Tag Archives: economic crisis

A just penalty for bankers

moneypile2 I have been thinking of bankers. I admit, I have thought ill of them most of my life. All bankers are not bad. There are good men among thieves.

But the bankers at the top of the financial world have caused too much misery and death in this country. I am short on love and compassion for them. Many a poor soul, some innocent of any crime, have been strapped to a gurney while the law stabs its needle into their arms, men, some condemned and executed for heinous crimes, but who have been responsible for far less pain and far fewer deaths than these world bankers have caused.

We are at fault, of course. We have fallen into the belief that those who have money must be respected and trusted. We have delivered our lives and well being to them. They have betrayed us. The culture on Wall Street practices the idea that profit is morality. It is all right to steal, to gouge, to throw poor people out in the street in the cold of winter if it promotes profit. On the other hand it is moral to tell people they must buy certain cars and homes and TVs if they wish to be acceptable, even if they cannot afford it, even if they must become financial slaves to pay off the banks.
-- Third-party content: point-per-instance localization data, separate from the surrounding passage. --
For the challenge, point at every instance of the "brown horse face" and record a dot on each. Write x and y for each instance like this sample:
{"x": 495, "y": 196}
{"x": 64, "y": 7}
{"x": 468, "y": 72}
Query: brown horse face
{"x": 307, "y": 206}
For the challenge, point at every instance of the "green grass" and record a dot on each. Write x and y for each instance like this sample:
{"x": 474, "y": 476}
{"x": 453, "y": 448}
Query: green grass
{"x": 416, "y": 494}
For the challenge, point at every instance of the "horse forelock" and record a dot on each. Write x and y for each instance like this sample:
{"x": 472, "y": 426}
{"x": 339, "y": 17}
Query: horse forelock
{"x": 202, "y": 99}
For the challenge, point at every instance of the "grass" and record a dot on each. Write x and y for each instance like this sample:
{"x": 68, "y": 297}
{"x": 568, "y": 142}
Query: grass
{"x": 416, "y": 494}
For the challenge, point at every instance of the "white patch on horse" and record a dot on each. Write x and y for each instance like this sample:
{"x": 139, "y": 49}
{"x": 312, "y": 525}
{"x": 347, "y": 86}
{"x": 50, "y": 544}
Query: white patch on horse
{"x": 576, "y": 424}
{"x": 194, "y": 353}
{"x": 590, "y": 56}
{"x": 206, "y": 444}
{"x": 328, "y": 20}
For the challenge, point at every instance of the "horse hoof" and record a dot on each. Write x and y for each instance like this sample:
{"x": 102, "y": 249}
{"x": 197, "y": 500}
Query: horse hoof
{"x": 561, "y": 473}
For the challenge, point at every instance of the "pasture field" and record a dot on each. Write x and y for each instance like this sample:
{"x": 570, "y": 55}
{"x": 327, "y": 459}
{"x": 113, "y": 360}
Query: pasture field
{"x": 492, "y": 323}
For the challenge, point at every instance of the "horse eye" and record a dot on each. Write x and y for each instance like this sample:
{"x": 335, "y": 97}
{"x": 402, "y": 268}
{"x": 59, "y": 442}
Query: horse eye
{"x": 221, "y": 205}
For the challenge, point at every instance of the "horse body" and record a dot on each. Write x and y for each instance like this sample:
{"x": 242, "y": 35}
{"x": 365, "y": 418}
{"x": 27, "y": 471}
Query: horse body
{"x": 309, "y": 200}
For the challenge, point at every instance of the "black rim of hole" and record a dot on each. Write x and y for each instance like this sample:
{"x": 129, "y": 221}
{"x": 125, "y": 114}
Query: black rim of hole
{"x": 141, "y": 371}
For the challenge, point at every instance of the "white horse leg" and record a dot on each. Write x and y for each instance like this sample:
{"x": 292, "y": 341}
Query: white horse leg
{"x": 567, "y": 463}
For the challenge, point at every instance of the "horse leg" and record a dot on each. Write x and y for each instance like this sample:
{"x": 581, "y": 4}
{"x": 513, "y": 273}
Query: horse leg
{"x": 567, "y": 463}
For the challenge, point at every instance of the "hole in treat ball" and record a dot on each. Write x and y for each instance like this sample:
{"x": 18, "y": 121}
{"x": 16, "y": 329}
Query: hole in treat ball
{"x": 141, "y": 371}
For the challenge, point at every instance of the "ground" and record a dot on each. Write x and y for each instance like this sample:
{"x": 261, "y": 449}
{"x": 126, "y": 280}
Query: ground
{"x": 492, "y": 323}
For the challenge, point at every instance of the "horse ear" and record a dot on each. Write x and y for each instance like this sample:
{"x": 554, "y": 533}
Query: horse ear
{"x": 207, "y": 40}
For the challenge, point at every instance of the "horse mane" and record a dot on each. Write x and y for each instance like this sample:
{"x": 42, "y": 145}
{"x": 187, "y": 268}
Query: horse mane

Consumerism, which at the moment is being touted by the money cartel as necessary to save the nation, is another word for slavery. We suffer only a different master. The black slave of old at least knew his master’s face. Black slavery was cruel beyond understanding. But the master was a living, recognizable being, wicked as he was, who did not hide his identity from the slave.

The slave masters today are the banks. They are faceless corporations who exercise their mammoth powers against ordinary citizens, sit in plush offices, fly in private jets and exercise their dominion over whole nations. The people they injure and kill by their profit decisions are as faceless to them as they are to their victims. Their victims are mere numbers on endless pages, victims who are now asked to save the bankers.

I am not for the death penalty, even for bankers. But if I were to choose a punishment against those who have exercised their evil power of profit over our injured and dying citizens, it would be that these bankers might drown in the tears they have wrought in pursuit of their insatiable, wicked greed.

Advertisement

The art of catching pigs

Recently someone wanted to talk about catching wild pigs. Why should anyone want to know? There are a plenty of domestic giant hogs running loose on Wall Street.

He told this story:

“You catch wild pigs by finding a suitable place in the woods and putting corn on the ground. The pigs discover it and begin to come everyday to eat the free corn. When they are used to coming every day, you put a fence down one side of the place where they are used to coming. When they get used to the fence, they begin to eat the corn again and you put up another side of the fence.

They get used to that and start to eat again. You continue until you have all four sides of the fence up with a gate in the last side. The pigs, who are used to the free corn, start to come through the gate to eat, you slam the gate on them and catch the whole herd.

Suddenly the wild pigs have lost their freedom. They run around and around inside the fence, but they are caught. Soon they go back to eating the free corn. They are so used to it that they have forgotten how to forage in the woods for themselves, so they accept their captivity.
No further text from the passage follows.